We all are earning to make better our present and future. Everyone is doing hard work and trying to earn as much as they can so that they can spend their old age smoothly. In a few countries, governments are taking care of the old age people but there are so many countries around the world where a person has to plan for the future. Pension Plan is one of them. Pension Plan is also called Retirement Plan. The objective of the Pension Plan is to have a normal salary after retirement so that life can run smoothly.
What is a Pension or Retirement Plan?
Pension or Retirement Plan is an insurance product that provides your financial security when you retire. In other words, the Pension Plan is a kind of investment plan where you can get returns in the long term to secure your financial future. By investing a certain amount regularly, you can get a certain amount after retirement. You can withdraw as a whole or in parts during your retirement years. You can also opt for monthly pension benefits. Public Provident Fund is one of the most popular retirement planning schemes in India.
Who can opt for Pension Plans?
Anyone can opt Pension plan according to their goal. The Government of India encourages people to invest some amount in a pension plan for your future. The amount which is invested in a pension plan is also tax exempted. Any plan you choose must be in sync with your investment goals (or retirement plans).
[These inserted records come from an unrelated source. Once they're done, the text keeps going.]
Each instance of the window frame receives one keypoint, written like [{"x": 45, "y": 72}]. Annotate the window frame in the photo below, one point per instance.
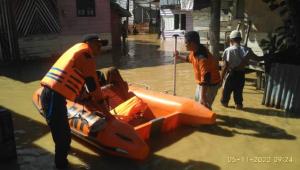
[{"x": 89, "y": 5}]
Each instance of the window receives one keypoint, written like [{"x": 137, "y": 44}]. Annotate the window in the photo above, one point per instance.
[
  {"x": 85, "y": 8},
  {"x": 180, "y": 21}
]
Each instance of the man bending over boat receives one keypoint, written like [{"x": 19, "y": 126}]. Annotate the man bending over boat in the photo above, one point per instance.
[
  {"x": 75, "y": 69},
  {"x": 205, "y": 67}
]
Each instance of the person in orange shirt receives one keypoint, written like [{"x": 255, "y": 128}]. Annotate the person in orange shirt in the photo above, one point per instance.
[
  {"x": 74, "y": 70},
  {"x": 205, "y": 68}
]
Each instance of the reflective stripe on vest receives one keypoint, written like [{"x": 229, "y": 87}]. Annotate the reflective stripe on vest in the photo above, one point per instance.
[{"x": 63, "y": 77}]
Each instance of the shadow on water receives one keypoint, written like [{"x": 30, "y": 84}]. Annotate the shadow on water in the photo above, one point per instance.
[
  {"x": 140, "y": 54},
  {"x": 153, "y": 162},
  {"x": 271, "y": 112},
  {"x": 229, "y": 126},
  {"x": 31, "y": 156}
]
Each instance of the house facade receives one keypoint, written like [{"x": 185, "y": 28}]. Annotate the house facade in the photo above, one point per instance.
[{"x": 46, "y": 28}]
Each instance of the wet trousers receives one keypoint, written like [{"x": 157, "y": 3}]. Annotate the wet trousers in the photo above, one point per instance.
[
  {"x": 54, "y": 106},
  {"x": 234, "y": 82},
  {"x": 210, "y": 94}
]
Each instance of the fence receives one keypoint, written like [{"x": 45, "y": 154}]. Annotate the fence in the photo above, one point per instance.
[{"x": 282, "y": 88}]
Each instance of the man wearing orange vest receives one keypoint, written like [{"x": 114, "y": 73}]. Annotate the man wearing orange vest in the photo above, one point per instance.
[
  {"x": 74, "y": 70},
  {"x": 205, "y": 67}
]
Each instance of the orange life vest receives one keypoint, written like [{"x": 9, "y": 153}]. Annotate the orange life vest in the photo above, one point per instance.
[{"x": 63, "y": 77}]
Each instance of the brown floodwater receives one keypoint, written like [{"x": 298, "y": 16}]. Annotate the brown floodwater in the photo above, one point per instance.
[{"x": 255, "y": 138}]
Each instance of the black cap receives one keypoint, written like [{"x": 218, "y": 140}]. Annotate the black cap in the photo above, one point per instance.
[{"x": 92, "y": 37}]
Why you should invest in retirement plans?
Today’s lifestyle is not as simple as it was earlier. It is an ultra-modern stressful lifestyle. We barely get time to plan for the future and give a conscious thought about retirement planning. So to ensure a worry-free, quality retired life, we must ensure to plan for retirement well in advance so that we can relieve ourselves from retirement woes. Financial experts often recommend people begin retirement planning from the day they start earning. Starting early gives them more time for their wealth to grow.
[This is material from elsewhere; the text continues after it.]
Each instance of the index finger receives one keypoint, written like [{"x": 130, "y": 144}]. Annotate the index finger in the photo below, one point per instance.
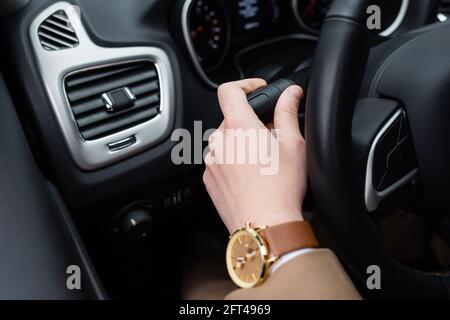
[{"x": 233, "y": 97}]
Features and Benefits of Pension Plans:
- You can choose pure debt, pure equity, or a mix of debt and equity options to get maximum exposure.
- You can get guaranteed pension/income after retiring (deferred plan) or immediately after investing (immediate plan), based on how you invest.
- In an emergency, you are allowed to withdrawal during the accumulation stage in some plans. No need to depend on a bank or someone else.
- You can avail tax exemption under the Income Tax Act, 1961. The NPS (National Pension Scheme) and Atal Pension Yojana (APY) are both subject to tax deductions as per Section 80CCD of the Income Tax Act, 1961.
- You can either choose to pay the premium in periodic intervals or at once as a lump sum investment. The wealth will simultaneously accumulate over time to build up a sizable corpus.
- You can avail the benefits of a life-insurance cover – certain pension plans offer a life cover as well in which a lump sum amount is paid to the family member/nominee at the death of the insured.
- You can beat the inflation if you start your pension plan in early age.
There are numerous options for the pension plan in India. You can choose any pension plan according to your financial requirements. Before choosing any pension plan, it is advisable to do some research and analysis and then decide. You will be benefited more if you start a pension plan at an early age. It is advisable to all opt pension plans because it is a tax-free investment that secures your future.